The elBulli olives were one of the first things I had ever eaten that I was instructed to make sure that I ate “in one bite.” That instruction was given here for the “Stuffed Mussels” that gave forth burst of maritime salinity, all while having the appearance and make-up of a Nordic aebleskiver.
In most places foie gras is served with a sweet accompaniment, but as my own sweet tooth has diminished in recent years, I have come to appreciate the virtues of more savory foie preparations, such as this one built within a salad, using the foie itself as faux “leaves” amongst the real ones. The salad contained additional elements to provide textural and flavor contrasts. This was one of the most successful dishes of the meal.
The next course was my least favorite of the night and one that didn’t work for me at all. I love good sardines. One of my favorite quotes is from Ferran Adría, who said, “A good sardine is better than a not very good lobster.” I fully agree. The problem is, that as constituted in this dish, the sardine was not very good, even though it likely started out that way. Perhaps it was the steaming of the fish? Perhaps, I just didn’t like the fish’s liver lying underneath the crisp skin? Perhaps, and most likely, I didn’t find the pairing with cucumber and nasturtium to be at all successful. I had a hard time eating this dish.
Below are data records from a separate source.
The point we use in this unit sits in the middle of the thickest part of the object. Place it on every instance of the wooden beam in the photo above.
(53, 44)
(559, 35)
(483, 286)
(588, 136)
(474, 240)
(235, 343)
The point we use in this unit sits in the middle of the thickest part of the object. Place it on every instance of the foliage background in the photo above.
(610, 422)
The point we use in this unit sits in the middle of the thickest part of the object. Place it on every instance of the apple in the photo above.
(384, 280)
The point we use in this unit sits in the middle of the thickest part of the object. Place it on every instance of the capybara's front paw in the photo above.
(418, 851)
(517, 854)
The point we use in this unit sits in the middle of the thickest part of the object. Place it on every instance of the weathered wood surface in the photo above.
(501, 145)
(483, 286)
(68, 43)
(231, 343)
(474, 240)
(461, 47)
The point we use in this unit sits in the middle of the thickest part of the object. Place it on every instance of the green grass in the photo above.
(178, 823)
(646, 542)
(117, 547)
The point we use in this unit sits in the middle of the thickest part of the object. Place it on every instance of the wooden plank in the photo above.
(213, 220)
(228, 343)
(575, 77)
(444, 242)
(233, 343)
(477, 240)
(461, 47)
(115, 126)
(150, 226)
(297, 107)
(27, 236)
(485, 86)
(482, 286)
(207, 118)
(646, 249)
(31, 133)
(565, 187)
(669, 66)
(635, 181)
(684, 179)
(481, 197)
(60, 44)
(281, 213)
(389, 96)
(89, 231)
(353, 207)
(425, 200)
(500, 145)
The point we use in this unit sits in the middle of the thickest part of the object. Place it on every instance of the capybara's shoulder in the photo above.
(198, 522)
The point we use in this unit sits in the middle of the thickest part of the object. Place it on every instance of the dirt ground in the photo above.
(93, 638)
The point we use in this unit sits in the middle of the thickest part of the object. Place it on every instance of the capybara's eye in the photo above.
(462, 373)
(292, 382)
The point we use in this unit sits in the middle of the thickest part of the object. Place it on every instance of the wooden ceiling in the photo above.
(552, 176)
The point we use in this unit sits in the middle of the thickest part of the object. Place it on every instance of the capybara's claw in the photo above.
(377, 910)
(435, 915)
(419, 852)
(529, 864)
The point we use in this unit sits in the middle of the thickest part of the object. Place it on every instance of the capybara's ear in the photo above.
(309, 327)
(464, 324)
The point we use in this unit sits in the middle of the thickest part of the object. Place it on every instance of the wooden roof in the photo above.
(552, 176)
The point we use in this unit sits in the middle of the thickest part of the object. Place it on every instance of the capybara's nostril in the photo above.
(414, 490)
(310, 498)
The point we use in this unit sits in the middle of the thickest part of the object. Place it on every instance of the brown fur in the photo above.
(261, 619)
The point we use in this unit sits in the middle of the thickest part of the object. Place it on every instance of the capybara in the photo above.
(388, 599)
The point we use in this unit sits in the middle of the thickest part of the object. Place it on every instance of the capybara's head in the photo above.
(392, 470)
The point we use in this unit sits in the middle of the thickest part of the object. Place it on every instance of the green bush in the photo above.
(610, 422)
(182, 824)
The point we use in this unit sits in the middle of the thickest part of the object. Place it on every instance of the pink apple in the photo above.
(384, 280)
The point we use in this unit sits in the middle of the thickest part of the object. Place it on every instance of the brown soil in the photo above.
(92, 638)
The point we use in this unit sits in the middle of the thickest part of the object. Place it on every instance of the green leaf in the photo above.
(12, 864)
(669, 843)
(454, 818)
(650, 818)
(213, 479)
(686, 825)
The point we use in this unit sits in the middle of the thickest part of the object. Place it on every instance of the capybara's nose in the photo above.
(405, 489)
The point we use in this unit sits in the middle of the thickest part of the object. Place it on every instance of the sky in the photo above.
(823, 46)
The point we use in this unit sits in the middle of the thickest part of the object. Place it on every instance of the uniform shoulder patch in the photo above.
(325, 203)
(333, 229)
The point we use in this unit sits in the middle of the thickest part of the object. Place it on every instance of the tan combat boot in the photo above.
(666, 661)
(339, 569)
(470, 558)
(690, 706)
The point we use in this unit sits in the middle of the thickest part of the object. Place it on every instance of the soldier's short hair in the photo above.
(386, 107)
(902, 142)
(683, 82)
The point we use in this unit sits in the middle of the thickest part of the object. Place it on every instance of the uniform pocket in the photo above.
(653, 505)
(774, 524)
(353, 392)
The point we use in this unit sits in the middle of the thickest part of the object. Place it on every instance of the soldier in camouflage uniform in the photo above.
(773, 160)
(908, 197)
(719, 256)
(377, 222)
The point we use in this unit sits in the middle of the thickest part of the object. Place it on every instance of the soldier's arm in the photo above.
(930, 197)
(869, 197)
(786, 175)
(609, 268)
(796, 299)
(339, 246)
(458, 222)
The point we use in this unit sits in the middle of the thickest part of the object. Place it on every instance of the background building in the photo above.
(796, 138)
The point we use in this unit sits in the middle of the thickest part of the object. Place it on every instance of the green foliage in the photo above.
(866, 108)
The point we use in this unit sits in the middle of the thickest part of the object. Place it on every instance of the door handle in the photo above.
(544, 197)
Things started looking up with the next course, however. My favorite course of the evening was also perhaps the most obviously Vanguardist. A grilled langoustine (aka “scampi,” “Dublin Bay Prawn) was in the center of the plate, lying along with some herbs atop a dissolvable “oblate” pouch. Lining the bowl were discs of lightly smoked monkfish.
A green broth made from the heads of the scampi was poured atop the enveloped scampi, dissolving the pouch and spreading the herbs and other flavor elements throughout the dish to mix with the monkfish. The flavors were sweet and delicate.
A side element of this course was a tempura scampi head (minus the large claws) to be eaten in its entirety. This was an excellent blend of crisp texture and prawny flavor that helped to truly complete this fine dish.
Stylistically similar in appearance to the foie gras dish served earlier, the dish couldn’t have been much more different in terms of its flavor and textural profiles. This quasi Ibero-Italian dish was creative and enjoyable, while ultimately being a “comfort food” dish. This was one of the Akelarre “classics”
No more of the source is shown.